Bolis M, Garattini E, Paroni G, Zanetti A, Kurosaki M, Castrignanò T, Garattini S K, Biancardi F, Barzago M M, Gianni' M, Terao M, Pattini L, Fratelli M
Laboratory of Molecular Biology, IRCCS-Istituto di Ricerche Farmacologiche Mario Negri, Milano.
Department of Electronics, Information and Bioengineering, Politecnico di Milano, Milano.
Ann Oncol. 2017 Mar 1;28(3):611-621. doi: 10.1093/annonc/mdw660.
All-trans-retinoic acid (ATRA) is a differentiating agent used in the treatment of acute-promyelocytic-leukemia (APL) and it is under-exploited in other malignancies despite its low systemic toxicity. A rational/personalized use of ATRA requires the development of predictive tools allowing identification of sensitive cancer types and responsive individuals.
RNA-sequencing data for 10 080 patients and 33 different tumor types were derived from the TCGA and Leucegene datasets and completely re-processed. The study was carried out using machine learning methods and network analysis.
We profiled a large panel of breast-cancer cell-lines for in vitro sensitivity to ATRA and exploited the associated basal gene-expression data to initially generate a model predicting ATRA-sensitivity in this disease. Starting from these results and using a network-guided approach, we developed a generalized model (ATRA-21) whose validity extends to tumor types other than breast cancer. ATRA-21 predictions correlate with experimentally determined sensitivity in a large panel of cell-lines representative of numerous tumor types.
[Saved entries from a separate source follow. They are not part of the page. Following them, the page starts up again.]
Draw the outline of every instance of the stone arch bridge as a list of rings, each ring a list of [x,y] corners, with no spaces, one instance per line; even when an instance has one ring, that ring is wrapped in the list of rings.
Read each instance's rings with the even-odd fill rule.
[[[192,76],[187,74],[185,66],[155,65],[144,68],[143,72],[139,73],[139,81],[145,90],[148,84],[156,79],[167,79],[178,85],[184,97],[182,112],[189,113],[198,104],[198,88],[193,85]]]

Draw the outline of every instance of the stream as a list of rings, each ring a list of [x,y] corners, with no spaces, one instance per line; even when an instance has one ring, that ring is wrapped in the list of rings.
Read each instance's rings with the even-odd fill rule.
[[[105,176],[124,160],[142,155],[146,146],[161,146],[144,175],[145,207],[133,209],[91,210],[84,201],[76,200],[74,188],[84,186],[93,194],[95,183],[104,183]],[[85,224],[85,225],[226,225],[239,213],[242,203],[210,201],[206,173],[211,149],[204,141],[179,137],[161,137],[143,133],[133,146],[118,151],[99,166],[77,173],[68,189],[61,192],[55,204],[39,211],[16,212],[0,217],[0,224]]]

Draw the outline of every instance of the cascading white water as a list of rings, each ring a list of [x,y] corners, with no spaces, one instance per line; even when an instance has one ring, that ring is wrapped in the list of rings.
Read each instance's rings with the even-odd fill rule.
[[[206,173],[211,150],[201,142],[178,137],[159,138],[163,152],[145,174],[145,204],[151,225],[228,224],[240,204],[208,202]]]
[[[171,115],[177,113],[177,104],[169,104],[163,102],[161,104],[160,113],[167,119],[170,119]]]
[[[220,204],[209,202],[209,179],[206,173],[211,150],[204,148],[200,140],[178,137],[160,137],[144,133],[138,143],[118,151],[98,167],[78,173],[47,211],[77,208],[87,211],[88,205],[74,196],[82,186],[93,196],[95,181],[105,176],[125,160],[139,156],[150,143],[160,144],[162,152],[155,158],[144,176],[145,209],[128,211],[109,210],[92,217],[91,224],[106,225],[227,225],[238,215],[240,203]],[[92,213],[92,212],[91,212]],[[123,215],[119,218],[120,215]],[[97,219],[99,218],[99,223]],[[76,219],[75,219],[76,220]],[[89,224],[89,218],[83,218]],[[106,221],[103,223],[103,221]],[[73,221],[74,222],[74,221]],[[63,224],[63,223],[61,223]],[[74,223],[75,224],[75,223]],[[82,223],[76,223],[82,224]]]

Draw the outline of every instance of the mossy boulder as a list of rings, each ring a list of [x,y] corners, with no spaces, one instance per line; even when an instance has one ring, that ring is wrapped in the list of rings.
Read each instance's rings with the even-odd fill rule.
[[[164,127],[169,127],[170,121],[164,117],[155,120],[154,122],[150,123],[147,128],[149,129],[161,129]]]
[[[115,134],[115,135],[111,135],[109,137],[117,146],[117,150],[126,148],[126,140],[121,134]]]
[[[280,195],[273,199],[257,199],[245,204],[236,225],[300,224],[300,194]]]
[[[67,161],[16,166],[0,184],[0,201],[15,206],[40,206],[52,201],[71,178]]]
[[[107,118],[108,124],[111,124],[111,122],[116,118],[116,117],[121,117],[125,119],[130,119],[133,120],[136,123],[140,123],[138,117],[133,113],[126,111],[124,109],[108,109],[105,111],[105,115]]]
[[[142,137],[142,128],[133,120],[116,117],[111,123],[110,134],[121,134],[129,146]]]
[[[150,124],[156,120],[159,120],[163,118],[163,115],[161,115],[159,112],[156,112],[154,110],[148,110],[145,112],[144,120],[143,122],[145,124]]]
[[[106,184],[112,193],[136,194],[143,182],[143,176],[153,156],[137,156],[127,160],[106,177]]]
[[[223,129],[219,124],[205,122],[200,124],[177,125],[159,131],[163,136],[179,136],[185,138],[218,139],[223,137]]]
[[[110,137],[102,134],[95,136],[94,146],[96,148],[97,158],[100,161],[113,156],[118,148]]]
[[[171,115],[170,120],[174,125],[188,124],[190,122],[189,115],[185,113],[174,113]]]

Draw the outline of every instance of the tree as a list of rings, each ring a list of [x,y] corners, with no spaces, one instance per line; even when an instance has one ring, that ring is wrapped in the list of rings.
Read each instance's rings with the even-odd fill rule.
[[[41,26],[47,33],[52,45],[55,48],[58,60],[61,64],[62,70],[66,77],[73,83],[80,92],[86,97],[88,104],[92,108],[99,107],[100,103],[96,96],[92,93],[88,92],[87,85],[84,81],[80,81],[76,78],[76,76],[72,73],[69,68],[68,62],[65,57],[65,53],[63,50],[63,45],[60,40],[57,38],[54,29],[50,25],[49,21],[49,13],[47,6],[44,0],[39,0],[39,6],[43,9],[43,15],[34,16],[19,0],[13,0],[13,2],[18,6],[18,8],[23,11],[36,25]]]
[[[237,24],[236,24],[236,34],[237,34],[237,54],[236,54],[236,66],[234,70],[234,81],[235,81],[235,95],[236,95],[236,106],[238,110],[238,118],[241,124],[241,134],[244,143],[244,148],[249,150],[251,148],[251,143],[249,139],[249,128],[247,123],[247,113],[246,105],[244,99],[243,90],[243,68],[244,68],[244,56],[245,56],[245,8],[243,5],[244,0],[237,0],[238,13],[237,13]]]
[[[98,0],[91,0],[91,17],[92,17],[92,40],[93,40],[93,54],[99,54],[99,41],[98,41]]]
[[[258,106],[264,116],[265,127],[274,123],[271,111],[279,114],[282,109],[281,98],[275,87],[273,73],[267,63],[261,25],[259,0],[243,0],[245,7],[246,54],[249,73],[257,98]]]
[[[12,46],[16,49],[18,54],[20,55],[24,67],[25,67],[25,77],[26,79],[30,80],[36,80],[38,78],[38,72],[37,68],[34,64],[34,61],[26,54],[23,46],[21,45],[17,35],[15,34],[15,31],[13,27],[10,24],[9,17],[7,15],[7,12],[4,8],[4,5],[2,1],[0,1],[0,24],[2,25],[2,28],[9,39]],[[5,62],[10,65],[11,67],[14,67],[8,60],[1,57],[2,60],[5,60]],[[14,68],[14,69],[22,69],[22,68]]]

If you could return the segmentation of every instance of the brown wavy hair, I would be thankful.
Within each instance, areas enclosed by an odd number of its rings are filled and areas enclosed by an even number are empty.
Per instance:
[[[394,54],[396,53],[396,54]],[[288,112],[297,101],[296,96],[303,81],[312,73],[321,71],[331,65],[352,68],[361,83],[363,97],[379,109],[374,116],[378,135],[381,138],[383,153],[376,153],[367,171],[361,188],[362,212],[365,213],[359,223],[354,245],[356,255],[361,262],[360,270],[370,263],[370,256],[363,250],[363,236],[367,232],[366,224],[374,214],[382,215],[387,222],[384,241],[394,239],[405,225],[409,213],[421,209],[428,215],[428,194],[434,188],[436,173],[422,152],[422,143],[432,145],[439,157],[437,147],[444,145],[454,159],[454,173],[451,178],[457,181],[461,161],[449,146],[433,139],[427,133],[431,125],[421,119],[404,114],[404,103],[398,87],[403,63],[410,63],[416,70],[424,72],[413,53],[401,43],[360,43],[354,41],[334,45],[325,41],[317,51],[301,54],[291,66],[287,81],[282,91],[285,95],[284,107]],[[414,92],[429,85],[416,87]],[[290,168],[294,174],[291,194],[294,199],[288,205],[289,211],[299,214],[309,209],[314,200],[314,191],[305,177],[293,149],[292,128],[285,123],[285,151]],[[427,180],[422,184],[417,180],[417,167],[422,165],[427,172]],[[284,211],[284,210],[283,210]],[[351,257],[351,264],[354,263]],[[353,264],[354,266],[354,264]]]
In patients, ATRA-21 correctly identifies APL as the most sensitive acute-myelogenous-leukemia subtype and indicates that uveal-melanoma and low-grade glioma are top-ranking diseases as for average predicted responsiveness to ATRA. There is a consistent number of tumor types for which higher ATRA-21 predictions are associated with better outcomes.
In summary, we generated a tumor-type independent ATRA-sensitivity predictor which consists of a restricted number of genes and has the potential to be applied in the clinics. Identification of the tumor types that are likely to be generally sensitive to the action of ATRA paves the way to the design of clinical studies in the context of these diseases. In addition, ATRA-21 may represent an important diagnostic tool for the selection of individual patients who may benefit from ATRA-based therapeutic strategies also in tumors characterized by lower average sensitivity.
全反式维甲酸(ATRA)是一种用于治疗急性早幼粒细胞白血病(APL)的分化剂,尽管其全身毒性较低,但在其他恶性肿瘤中的应用尚未得到充分开发。合理/个性化使用ATRA需要开发预测工具,以识别敏感的癌症类型和有反应的个体。
来自TCGA和Leucegene数据集的10080名患者和33种不同肿瘤类型的RNA测序数据被获取并进行了完全重新处理。该研究采用机器学习方法和网络分析进行。
我们对一大组乳腺癌细胞系进行了ATRA体外敏感性分析,并利用相关的基础基因表达数据初步生成了一个预测该疾病中ATRA敏感性的模型。从这些结果出发,我们采用网络引导的方法,开发了一个通用模型(ATRA-21),其有效性扩展到乳腺癌以外的肿瘤类型。ATRA-21的预测与大量代表多种肿瘤类型的细胞系中实验确定的敏感性相关。在患者中,ATRA-21正确地将APL识别为最敏感的急性髓性白血病亚型,并表明葡萄膜黑色素瘤和低级别胶质瘤是对ATRA平均预测反应性最高的疾病。有相当数量的肿瘤类型,其较高的ATRA-21预测与更好的结果相关。
总之,我们生成了一个与肿瘤类型无关的ATRA敏感性预测指标,它由数量有限的基因组成,具有临床应用潜力。识别可能对ATRA作用普遍敏感的肿瘤类型为这些疾病背景下的临床研究设计铺平了道路。此外,ATRA-21可能是一种重要的诊断工具,用于选择可能从基于ATRA的治疗策略中获益的个体患者,即使在平均敏感性较低的肿瘤中也是如此。